Edwards’s Missionary Paradigm

Edwards’s missionary diamond has at least seven facets: theology, history, philosophy, pragmatics, practice, spirituality, and aesthetics.

Theology facet: “The work of making intelligent beings themselves holy and happy is the work of redemption, which includes preaching the gospel, the main missionary task.

History facet: “…emanated not only the well-known understanding of the role of providence in history and the recurring  interest in the conversion of the Jews, but also Edwards’s depiction of redemption as progressive, the knowledge of God as expanding, and the experience of God as enlargement.”

Philosophy facet: (One example) “Natural ability and moral inability came to been seen as the key to the issue of free will, making all responsible for their response to the offer of the gospel.”

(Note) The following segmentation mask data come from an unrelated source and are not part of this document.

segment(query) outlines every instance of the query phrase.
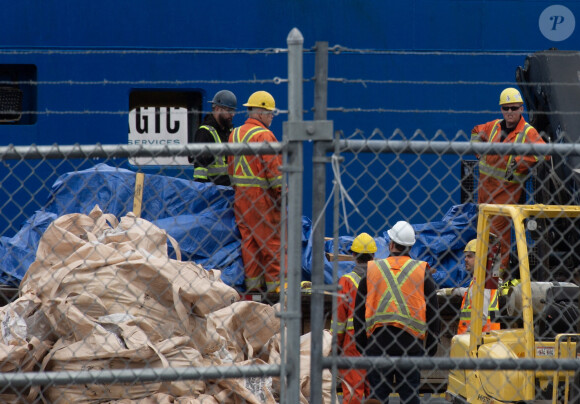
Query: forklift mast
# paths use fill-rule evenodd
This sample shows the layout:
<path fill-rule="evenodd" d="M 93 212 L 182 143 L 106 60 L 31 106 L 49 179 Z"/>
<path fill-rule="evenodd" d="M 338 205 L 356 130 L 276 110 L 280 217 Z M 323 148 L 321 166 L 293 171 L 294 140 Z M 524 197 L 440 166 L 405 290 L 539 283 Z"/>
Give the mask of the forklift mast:
<path fill-rule="evenodd" d="M 483 332 L 484 290 L 493 276 L 488 265 L 490 225 L 494 216 L 511 219 L 515 232 L 520 283 L 517 326 Z M 535 282 L 531 277 L 526 223 L 580 217 L 580 206 L 480 204 L 469 334 L 451 341 L 452 358 L 576 359 L 580 358 L 580 288 L 570 282 Z M 492 238 L 493 240 L 493 238 Z M 543 292 L 539 296 L 538 292 Z M 541 294 L 541 293 L 540 293 Z M 537 302 L 541 302 L 541 307 Z M 515 325 L 516 322 L 513 322 Z M 521 326 L 519 325 L 521 324 Z M 566 370 L 451 370 L 446 397 L 453 403 L 541 403 L 565 397 L 580 400 L 580 372 Z M 570 398 L 570 400 L 568 400 Z M 576 401 L 575 401 L 576 400 Z"/>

On the Pragmatics plane: “The use of ‘means,’ which became integral to Protestant missionary strategy” Examples include prayer, as expounded in JE’s Humble Attempt (1748), the personal stories saints, as well as theological colleges “looked to by Edwards as potent instruments of Christian extension.”

Practice facet: (One example) “We observe the value attached to duty and the evidencing of conversion by fruit (rather than by profession).”

Spirituality facet: (Few examples) “Religious affections as critical to true religion; steering between rationalism and enthusiasm; the preference of the true saint for godly habit over spiritual ecstasy; the concern to foster exertion rather than experiences; the urgency to save from hell, understood as the horrific opposite to the unimaginable glory of heaven.”

On the Aesthetics plane: “The new language making abstractions tangible and reality felt; the predilection for identifying beauty with holiness; and the appreciating of God’s design, his schema, his plan.”

Edwards had a multi-faceted vision of God and therefore a belief in an intricate, comprehensive design that focused on fostering mission for the supreme end of glorifying God.

All quotes from Stuart Piggin, The Expanding Knowledge of God: Jonathan Edwards’s Influence on Missionary Thinking and Promotion.